A white bird perches on a rooftop ahead. Not a barred owl or blackbird ordinarily seen in these parts. Too large and too lost for this stretch of road in the Midwest, it reaches out, the ocean of sky behind it. Sailors used to believe albatrosses were supernatural, to be revered. Maybe it was the bird’s width, imposing a ten- or eleven-foot wingspan that dwarfed the sun and invited a break from navigation. I blink, nudge my husband.
“I see it,” he says.
“It sees us.” I watch the bead-like eyes, but the bird’s head darts away. As the vast fields crystallize, it swoops closer, wings expanding. It hovers like a charismatic leader who becomes big and shadowy when there is collective grief, spreading arms and promises, while the sun slowly recedes like a hairline, or the ocean, or our ability to take a deep breath without prompt. The car slows as the bird descends.
The news reports yet another opportunity for consolidation of power, yet another slight to human rights. Looking deeper, advocating for something more, is to feel the wings wrapped around our necks. My husband brakes as the bird nears.
Albatrosses, some of the most monogamous creatures, are getting divorced due to planetary warmth, due to longer trips to find their food in waters that might as well be boiling, clear and unblanketed in the Arctic. This bird, out of place and perhaps freshly divorced, envelops our car.
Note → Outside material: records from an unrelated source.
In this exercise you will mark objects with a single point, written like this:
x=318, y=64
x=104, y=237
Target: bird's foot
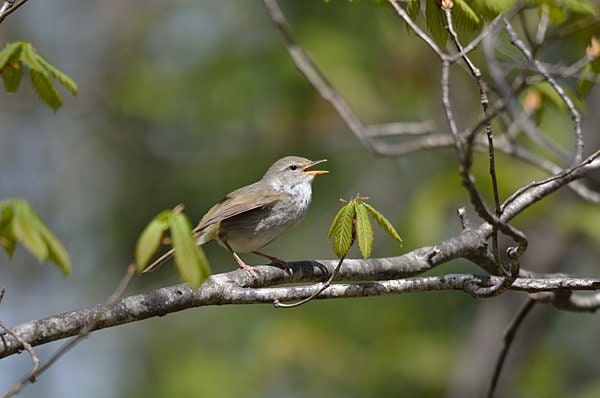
x=277, y=262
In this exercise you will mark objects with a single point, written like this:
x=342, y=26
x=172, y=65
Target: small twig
x=320, y=290
x=114, y=297
x=8, y=7
x=464, y=220
x=509, y=335
x=542, y=26
x=575, y=115
x=586, y=162
x=36, y=361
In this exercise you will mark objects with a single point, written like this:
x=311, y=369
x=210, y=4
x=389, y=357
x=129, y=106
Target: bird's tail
x=159, y=261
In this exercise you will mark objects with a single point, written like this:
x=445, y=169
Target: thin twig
x=34, y=359
x=309, y=69
x=575, y=115
x=83, y=333
x=586, y=162
x=509, y=335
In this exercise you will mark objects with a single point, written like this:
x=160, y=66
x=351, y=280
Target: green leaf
x=29, y=56
x=464, y=17
x=45, y=89
x=412, y=9
x=41, y=242
x=56, y=73
x=383, y=222
x=7, y=237
x=12, y=74
x=10, y=52
x=18, y=222
x=149, y=240
x=189, y=257
x=26, y=230
x=342, y=229
x=364, y=230
x=435, y=19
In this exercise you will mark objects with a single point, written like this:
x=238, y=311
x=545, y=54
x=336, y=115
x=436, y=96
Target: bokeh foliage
x=197, y=99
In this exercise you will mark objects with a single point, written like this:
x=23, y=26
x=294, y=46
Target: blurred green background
x=184, y=101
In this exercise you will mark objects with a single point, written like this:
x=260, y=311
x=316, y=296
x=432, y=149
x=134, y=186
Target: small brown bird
x=251, y=217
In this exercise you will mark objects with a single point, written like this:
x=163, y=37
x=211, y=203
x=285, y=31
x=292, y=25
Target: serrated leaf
x=364, y=230
x=412, y=9
x=342, y=230
x=45, y=89
x=464, y=17
x=59, y=75
x=12, y=74
x=29, y=56
x=7, y=237
x=10, y=52
x=29, y=229
x=150, y=238
x=56, y=251
x=189, y=257
x=383, y=222
x=25, y=229
x=435, y=19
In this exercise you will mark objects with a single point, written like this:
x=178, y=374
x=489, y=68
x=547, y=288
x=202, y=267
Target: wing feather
x=237, y=203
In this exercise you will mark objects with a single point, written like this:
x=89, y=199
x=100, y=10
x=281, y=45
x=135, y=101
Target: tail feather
x=159, y=261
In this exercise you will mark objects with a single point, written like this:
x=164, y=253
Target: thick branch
x=223, y=289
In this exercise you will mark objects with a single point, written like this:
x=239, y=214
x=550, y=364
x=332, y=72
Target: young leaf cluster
x=19, y=223
x=584, y=85
x=469, y=15
x=353, y=223
x=42, y=73
x=190, y=260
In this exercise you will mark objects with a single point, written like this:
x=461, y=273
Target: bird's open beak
x=315, y=172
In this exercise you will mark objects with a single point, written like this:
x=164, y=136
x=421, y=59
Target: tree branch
x=225, y=288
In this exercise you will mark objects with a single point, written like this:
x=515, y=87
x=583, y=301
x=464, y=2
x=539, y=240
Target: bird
x=251, y=217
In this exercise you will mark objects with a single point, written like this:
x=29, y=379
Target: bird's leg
x=276, y=262
x=240, y=262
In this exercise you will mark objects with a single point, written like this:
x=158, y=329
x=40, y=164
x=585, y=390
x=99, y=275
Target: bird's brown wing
x=237, y=202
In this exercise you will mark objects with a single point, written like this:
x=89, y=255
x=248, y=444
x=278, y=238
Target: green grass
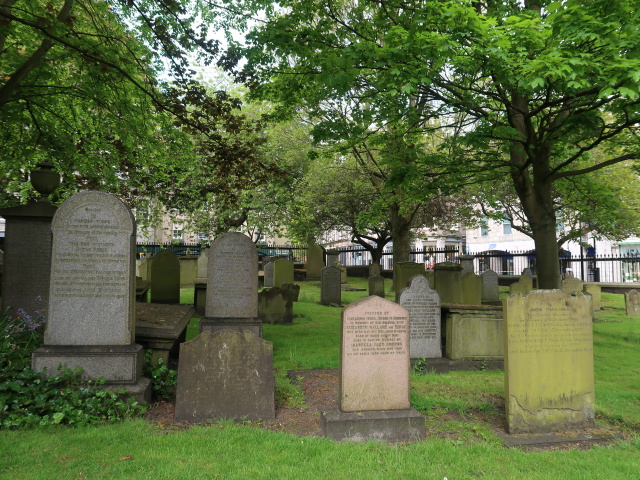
x=458, y=406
I grab the wheel, tell my husband to hit the gas. As we push forward under the embrace of a majestic bird, the window cracks. The radio goes fuzzy as feathers swirl and the cold rushes in. We listen for something better.
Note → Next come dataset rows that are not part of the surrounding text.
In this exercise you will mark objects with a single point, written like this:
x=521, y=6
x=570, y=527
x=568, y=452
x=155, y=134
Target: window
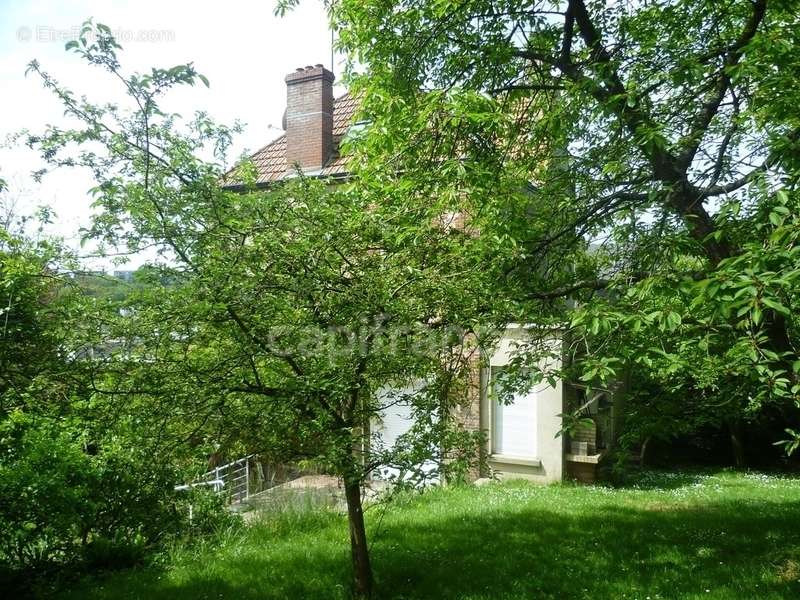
x=513, y=419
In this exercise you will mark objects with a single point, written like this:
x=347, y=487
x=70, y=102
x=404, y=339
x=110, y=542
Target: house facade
x=523, y=437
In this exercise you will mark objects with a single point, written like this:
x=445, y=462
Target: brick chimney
x=309, y=117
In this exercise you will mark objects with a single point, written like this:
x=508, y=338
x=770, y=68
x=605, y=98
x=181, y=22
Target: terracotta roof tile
x=270, y=161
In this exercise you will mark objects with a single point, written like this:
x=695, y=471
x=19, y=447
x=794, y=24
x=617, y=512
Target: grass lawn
x=711, y=535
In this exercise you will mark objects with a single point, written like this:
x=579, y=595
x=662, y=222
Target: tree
x=287, y=310
x=638, y=159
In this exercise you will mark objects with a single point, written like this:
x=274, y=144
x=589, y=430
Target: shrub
x=61, y=505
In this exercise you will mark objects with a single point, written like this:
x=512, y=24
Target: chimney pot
x=309, y=117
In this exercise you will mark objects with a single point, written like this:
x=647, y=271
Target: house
x=523, y=437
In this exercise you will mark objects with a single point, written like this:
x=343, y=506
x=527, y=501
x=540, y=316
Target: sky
x=241, y=46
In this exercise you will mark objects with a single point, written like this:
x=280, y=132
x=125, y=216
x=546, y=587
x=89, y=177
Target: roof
x=270, y=161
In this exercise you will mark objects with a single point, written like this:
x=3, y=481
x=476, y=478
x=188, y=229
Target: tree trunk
x=643, y=451
x=362, y=570
x=736, y=444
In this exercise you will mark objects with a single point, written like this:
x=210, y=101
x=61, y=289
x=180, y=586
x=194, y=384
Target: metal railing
x=236, y=478
x=237, y=481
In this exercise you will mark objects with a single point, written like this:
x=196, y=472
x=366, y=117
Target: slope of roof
x=270, y=161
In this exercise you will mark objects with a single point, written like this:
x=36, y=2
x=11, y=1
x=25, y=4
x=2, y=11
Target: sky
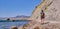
x=11, y=8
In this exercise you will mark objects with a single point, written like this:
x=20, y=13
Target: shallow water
x=7, y=25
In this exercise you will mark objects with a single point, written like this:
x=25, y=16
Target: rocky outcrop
x=51, y=9
x=52, y=13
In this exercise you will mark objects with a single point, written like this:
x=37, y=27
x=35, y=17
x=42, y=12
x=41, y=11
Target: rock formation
x=51, y=9
x=52, y=13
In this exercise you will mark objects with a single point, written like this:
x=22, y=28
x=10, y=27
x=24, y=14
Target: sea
x=5, y=24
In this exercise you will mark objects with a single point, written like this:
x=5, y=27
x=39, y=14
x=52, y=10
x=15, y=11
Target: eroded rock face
x=51, y=9
x=52, y=13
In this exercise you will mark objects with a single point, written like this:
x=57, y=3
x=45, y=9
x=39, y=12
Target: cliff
x=52, y=15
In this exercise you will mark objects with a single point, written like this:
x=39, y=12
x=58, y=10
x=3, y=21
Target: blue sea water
x=7, y=24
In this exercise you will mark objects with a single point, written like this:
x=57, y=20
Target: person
x=42, y=16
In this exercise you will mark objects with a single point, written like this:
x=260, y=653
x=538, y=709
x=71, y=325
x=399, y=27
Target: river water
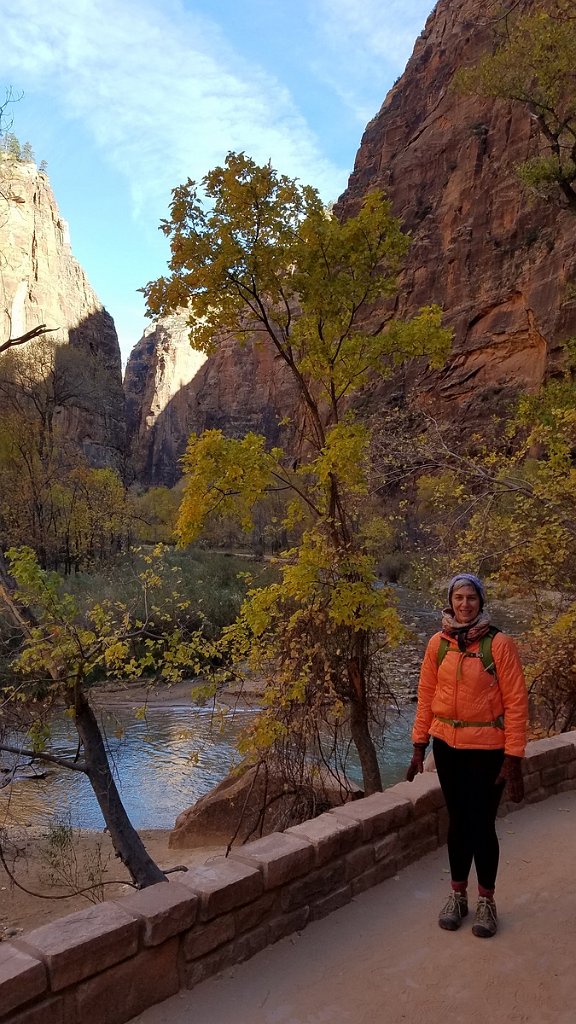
x=162, y=765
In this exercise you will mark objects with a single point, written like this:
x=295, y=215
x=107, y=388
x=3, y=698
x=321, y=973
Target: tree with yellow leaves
x=257, y=257
x=533, y=64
The bird is gone. My husband is driving too fast. We barrel forward, watching the rear view as the fields wander backwards and we wish for something supernatural to return, an opportunity to blur into another dimension, another now. Instead we listen, bear the cold, and get comfortable with being uncomfortable, because like the albatross we need the clarity that comes with a good chill.